La curiosità di ascoltare l’attore calabrese con Igor Esposito, drammaturgo napoletano, insieme, sul palco di Libri d’aMare da coautori de “L’azzardo”, romanzo pubblicato da Rizzoli. 

L’affetto per la serie tv che ha reso nota Punta Secca, sospesa in un limbo colmo di attesa per gli appassionati che, per parola di Peppino Mazzotta “possono sperare nell’intenzione di chiudere con un ultimo episodio anche se diverse mancanze fondamentali (regista, sceneggiatore e lo stesso Andrea Camilleri) e il tempo che passa, rischiano di far propendere per un nulla di fatto”. 

Un grande lavoro invece è quello contenuto ne “L’azzardo”, romanzo movimentato dalle vicende di alcuni personaggi dotati di passioni e talenti ma dediti in maniera malata alle scommesse calcistiche. 

Un romanzo dal linguaggio vivo, con cadenze dialettali e colori diversi, un ritmo teatrale ascoltato anche grazie alla lettura di un passo da parte dell’attrice Ivana Maione. 

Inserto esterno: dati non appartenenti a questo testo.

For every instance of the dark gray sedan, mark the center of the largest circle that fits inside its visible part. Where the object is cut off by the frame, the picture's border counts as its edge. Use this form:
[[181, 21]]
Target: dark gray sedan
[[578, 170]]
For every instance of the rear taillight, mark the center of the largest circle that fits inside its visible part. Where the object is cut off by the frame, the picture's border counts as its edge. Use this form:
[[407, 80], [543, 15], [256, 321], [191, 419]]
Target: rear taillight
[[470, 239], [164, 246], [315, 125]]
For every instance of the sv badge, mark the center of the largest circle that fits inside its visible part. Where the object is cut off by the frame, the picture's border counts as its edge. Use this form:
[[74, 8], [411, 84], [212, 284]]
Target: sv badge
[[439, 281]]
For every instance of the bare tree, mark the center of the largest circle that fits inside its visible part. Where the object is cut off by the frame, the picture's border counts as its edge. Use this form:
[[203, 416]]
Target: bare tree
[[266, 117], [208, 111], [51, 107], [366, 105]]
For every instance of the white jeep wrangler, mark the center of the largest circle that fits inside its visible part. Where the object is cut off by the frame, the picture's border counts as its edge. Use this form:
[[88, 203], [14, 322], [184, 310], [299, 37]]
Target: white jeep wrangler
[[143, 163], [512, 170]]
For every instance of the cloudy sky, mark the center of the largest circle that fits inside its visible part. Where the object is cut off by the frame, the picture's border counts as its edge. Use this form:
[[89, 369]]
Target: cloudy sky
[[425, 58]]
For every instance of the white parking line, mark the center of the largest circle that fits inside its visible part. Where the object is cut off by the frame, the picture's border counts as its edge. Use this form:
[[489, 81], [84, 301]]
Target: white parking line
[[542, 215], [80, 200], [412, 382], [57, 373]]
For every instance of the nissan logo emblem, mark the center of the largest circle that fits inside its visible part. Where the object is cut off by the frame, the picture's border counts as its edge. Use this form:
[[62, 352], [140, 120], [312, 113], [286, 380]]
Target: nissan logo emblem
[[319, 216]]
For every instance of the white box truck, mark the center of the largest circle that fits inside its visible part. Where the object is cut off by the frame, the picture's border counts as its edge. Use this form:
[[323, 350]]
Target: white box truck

Così la seconda serata di Libri d’aMare ha coinvolto emotivamente, ancora una volta, un pubblico, numeroso, partecipe e attento agli stimoli culturali che la rassegna sa dare (come l’interessante anteprima dedicata all’attività di promozione svolta da “Libri e letture vagabonde Sicilia). 

La terza ed ultima serata di questa ottava edizione andrà in scena venerdì 29 luglio quando sul palco di Piazza Belvedere sarà la volta di Totò Cascio che presenterà, affiancato da Simona Mazzone alla conduzione, “La Gloria e la Prova” (Baldini+ Castoldi). La biografia dell’attore che ha esordito da bambino in Nuovo Cinema Paradiso di Tornatore e che racconta a quale prova la vita lo ha sottoposto.